Nu alles gefactureerd is wil ik alle jaren verantwoorden in 2020.
Er is bovendien inmiddels aansluitend in 2020 sprake van een regulier dienstverband (functie als topfunctionaris).
Voor de toets aan het bezoldigingsmaximum voor interim topfunctionarissen zijn relevant de vergoedingen die door de WNT-instelling worden betaald aan de derde die de topfunctionaris ter beschikking heeft gesteld. Niet het salaris dat daadwerkelijk aan de interim topfunctionaris is of wordt betaald door de WNT-instelling.
Ik denk te begrijpen dat alleen voor de eerste 12 maanden inhuur de hoge norm geldt en daarna het algemene WNT-maximum terwijl er dan nog wel sprake is van externe inhuur. Is dit de juiste redenering?

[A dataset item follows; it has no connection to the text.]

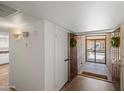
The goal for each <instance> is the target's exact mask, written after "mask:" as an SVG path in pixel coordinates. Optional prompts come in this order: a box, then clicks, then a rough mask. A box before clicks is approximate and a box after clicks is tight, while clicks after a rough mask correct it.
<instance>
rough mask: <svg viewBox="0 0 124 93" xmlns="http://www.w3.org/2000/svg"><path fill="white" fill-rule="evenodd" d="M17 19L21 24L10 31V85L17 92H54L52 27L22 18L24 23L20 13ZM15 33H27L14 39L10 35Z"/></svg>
mask: <svg viewBox="0 0 124 93" xmlns="http://www.w3.org/2000/svg"><path fill="white" fill-rule="evenodd" d="M21 16H22V17H21ZM19 17H21V18H20V19H21V23H25V24H24V25H22V26H21V27H18V28H12V29H10V71H9V72H10V76H9V78H10V79H9V83H10V86H14V87H15V88H16V89H17V90H56V85H55V84H56V83H55V26H56V24H54V23H52V22H50V21H48V20H37V19H36V18H34V19H32V18H31V17H30V16H29V17H28V16H26V18H28V20H26V18H25V15H24V14H23V15H20V16H19ZM35 19H36V20H35ZM23 20H24V21H23ZM58 27H60V26H58ZM60 28H62V27H60ZM63 29H64V28H63ZM18 30H19V31H22V32H25V31H26V32H27V31H28V32H29V37H28V38H23V37H22V38H21V39H19V40H16V39H15V38H14V37H13V35H12V32H14V31H18ZM65 31H68V30H65ZM68 32H69V31H68Z"/></svg>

Ik ben ook niet bekend met de manier van verantwoorden: kan ik elke regel die betrekking heeft op de externe inhuur per jaar verantwoorden zodat duidelijk is welk jaar bedoeld wordt in de verantwoording of is het voldoende om de periode externe inhuur als één geheel aan te merken en pas onderscheid te maken vanaf het moment dat er geen sprake meer is van inhuur?
Reacties
Voordat wij uw vragen beantwoorden, merken wij als eerste op dat de bezoldiging in zijn geheel in boekjaar 2020 (het jaar van uitbetaling) moet worden verantwoord (artikel 3, eerste lid, Uitvoeringsregeling WNT). Op basis van artikel 3, tweede lid, Uitvoeringsregeling WNT kan echter voor de toetsing aan het toepasselijk bezoldigingsmaximum een component van de bezoldiging die betrekking heeft op een eerder kalenderjaar dan waarin deze in de salarisadministratie wordt verwerkt, onderscheidenlijk ten laste van het resultaat van de rechtspersoon of instelling komt, toegerekend worden aan het kalenderjaar waarop deze betrekking heeft, voor zover in dat jaar nog ruimte in de norm resteert. Dit zou kunnen gelden voor de over 2018 en 2019 nabetaalde vergoedingen en dus kunnen die mogelijk aan die eerdere kalenderjaren worden toegerekend.
Hierbij moet rekening worden gehouden met het feit dat in één boekjaar sprake kan zijn van twee of meer toepasselijke normeringen, namelijk:
Gedurende de eerste twaalf kalendermaanden van de functievervulling anders dan op grond van dienstbetrekking geldt inderdaad een hoger bezoldigingsmaximum dan vanaf de dertiende kalendermaand of bij functievervulling op grond van dienstbetrekking. Zie voor meer informatie deze Q&A op de website: https://www.topinkomens.nl/vraag-antwoord/vraag-en-antwoord/wat-is-het-bezoldigingsmaximum-voor-een-topfunctionaris-zonder-dienstbetrekking-v.a.-2016.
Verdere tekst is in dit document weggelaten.